AI News Hub Logo

AI News Hub

LegalDrill: Diagnosis-Driven Synthesis for Legal Reasoning in Small Language Models

cs.CL updates on arXiv.org
Tianchun Li, Haochen Liu, Vishwa Pardeshi, Xingchen Wang, Tianci Liu, Huijun Zhao, Wei Fan, Jing Gao

arXiv:2604.23809v1 Announce Type: new Abstract: Small language models (SLMs) are promising for real-world deployment due to their efficiency and low operational cost. However, their limited capacity struggles with high-stakes legal reasoning tasks that require coherent statute interpretation and logically consistent deduction. Furthermore, training SLMs for such tasks demands high-quality, concise reasoning trajectories, which are prohibitively expensive to manually collect and difficult to curate via standard rejection sampling, lacking granularity beyond final verdicts. To address these challenges, we propose {LegalDrill}, a diagnosis-driven synthesis framework that extracts and iteratively refines reasoning trajectories from a capable teacher via fine-grained prompting, then a self-reflective verification is employed to adaptively select the most effective data for the SLM student.
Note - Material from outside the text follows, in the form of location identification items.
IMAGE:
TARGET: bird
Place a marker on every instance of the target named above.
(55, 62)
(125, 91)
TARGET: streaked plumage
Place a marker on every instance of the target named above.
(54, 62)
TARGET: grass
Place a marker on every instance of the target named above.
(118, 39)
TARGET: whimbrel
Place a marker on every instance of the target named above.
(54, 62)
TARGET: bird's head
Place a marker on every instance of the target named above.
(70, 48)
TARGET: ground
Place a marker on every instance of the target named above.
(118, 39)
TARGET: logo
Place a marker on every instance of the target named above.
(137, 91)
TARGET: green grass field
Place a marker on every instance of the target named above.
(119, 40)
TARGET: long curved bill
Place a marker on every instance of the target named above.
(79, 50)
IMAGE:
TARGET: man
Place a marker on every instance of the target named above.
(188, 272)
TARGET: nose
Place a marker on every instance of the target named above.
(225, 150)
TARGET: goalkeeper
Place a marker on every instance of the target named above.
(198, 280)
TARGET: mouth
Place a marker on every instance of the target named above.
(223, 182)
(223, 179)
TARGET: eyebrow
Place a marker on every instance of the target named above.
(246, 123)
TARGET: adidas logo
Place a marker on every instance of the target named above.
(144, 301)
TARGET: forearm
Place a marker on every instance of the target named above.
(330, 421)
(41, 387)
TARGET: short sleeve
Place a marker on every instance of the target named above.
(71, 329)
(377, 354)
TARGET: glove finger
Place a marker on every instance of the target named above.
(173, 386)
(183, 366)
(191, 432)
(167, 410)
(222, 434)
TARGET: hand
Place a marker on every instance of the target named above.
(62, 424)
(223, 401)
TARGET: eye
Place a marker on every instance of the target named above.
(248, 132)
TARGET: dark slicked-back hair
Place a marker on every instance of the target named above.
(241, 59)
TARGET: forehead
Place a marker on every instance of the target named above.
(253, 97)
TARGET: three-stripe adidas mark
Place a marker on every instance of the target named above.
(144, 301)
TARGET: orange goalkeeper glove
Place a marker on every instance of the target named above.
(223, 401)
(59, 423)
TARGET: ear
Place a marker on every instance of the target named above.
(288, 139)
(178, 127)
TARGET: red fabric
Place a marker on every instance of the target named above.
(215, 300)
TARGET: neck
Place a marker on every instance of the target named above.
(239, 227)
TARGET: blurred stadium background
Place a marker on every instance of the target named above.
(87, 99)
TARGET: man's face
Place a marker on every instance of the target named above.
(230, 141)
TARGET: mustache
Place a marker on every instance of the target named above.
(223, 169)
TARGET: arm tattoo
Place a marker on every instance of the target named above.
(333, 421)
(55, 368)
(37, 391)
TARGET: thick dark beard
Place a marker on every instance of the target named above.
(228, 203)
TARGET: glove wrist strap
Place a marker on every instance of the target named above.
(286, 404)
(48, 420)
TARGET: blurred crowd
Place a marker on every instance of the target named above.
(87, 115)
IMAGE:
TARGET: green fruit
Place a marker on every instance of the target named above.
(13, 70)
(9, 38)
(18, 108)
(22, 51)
The resulting data empower SLM training through supervised fine-tuning and direct preference optimization. Extensive experiments on several legal benchmarks demonstrate that {LegalDrill} significantly bolsters the legal reasoning capabilities of representative SLMs while bypassing the need for scarce expert annotations, paving a scalable path toward practical legal reasoning systems.